The photographs range from intimate portraits to expansive landscapes, from sparse, confined interiors to surreal arrangements of objects. Domestic items are juxtaposed with plants and weapons, producing a visual language that is both absurd and arresting. These still lifes serve as metaphors for impermanence, the contradictions of caretaking, and the invisible labor often expected of women. Within this careful framing, Parlato captures a world in which the familiar becomes uncanny, and ordinary spaces transform into sites of reflection, resistance, and revelation.
Embedded alongside these images are letters addressed to an enigmatic recipient, whose identity is never fixed. The letters fold inward and outward simultaneously, oscillating between intimate confession and philosophical inquiry. They navigate questions of self-perception, desire, and societal scrutiny, articulating the tension between who we are and how the world perceives us. In this interplay of image and text, aging is portrayed not simply as decline, but as a process imbued with both vulnerability and liberation.

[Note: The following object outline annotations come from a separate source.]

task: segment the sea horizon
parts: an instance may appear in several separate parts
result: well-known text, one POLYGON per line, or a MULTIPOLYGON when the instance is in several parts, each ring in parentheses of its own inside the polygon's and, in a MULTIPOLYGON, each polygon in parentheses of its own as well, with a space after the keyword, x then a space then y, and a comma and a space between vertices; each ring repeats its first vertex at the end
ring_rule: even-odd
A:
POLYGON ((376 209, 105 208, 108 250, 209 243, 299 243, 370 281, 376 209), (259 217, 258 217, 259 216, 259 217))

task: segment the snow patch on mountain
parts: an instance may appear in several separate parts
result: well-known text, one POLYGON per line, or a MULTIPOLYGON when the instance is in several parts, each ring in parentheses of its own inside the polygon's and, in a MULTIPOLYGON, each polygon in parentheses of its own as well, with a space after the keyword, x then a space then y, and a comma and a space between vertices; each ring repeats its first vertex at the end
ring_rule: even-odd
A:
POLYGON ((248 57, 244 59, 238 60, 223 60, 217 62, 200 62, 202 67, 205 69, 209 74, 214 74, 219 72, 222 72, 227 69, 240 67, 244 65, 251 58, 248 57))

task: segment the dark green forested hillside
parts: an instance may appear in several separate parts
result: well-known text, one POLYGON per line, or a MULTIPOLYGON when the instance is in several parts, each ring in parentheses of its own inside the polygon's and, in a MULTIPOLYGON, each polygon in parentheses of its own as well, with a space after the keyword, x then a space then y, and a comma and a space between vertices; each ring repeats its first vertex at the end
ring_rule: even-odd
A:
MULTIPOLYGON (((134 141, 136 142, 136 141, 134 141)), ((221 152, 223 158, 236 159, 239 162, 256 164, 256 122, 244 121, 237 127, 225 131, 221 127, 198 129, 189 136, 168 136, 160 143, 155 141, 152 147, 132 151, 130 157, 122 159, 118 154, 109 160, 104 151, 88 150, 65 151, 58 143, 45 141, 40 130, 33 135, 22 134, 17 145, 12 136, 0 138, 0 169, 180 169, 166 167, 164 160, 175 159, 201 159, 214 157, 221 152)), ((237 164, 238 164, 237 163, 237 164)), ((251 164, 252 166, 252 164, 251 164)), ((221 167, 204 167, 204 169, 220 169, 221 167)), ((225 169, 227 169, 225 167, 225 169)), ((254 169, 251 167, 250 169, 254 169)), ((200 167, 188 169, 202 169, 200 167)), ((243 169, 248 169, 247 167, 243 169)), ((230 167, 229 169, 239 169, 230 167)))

Building on the visual and conceptual intensity of her previous work, Who is Changed and Who is Dead, Parlato extends her exploration of mortality, selfhood, and the female experience. Time To Kill is a meditation on corporeal and emotional transformation, a psychological mapping of fear, fantasy, and resilience. Through her striking imagery and incisive narrative, Parlato invites viewers to confront the brutal, tender, and often surreal realities of living in a body that ages, while questioning the cultural strictures that attempt to define what it means to grow, endure, and ultimately be seen.